Une critique qui en appelle une autre, puisque Monsieur Phi relate que le chercheur occitan affirme que GPT‑4 s’appuie sur “1 200 milliards de données”, soit la quantité totale de données sur Internet. Une déclaration partiellement vraie, puisqu’il s’agit de données d’entraînement et non des paramètres du modèle. Elle a toutefois été qualifiée de “grossière erreur” par Marie‑Christine Rousset, membre de l’European Association for Artificial Intelligence (EurAI), dans les colonnes de Libération.

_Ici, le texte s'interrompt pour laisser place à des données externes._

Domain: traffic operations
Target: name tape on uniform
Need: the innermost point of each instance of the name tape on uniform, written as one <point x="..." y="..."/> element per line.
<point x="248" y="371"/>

Luc Julia a-t-il vraiment co-créé Siri ?
Mais un des points de la vidéo qui interroge et critique le plus Luc Julia tourne autour de son CV. Si Monsieur Phi, de son vrai nom Thibaut Giraud, ne le remet pas en cause dans son intégralité, il pointe du doigt son rôle dans la conception de Siri. Pour cet ancien professeur de philosophie, toute la médiatisation de Julia est indissociable de Siri, alors que dans les faits “c’est une situation très arrangée, pour ne pas dire plus.” En clair, le youtubeur remet en cause le rôle qu’a vraiment joué l’homme à la chemise à fleurs dans la création de Siri.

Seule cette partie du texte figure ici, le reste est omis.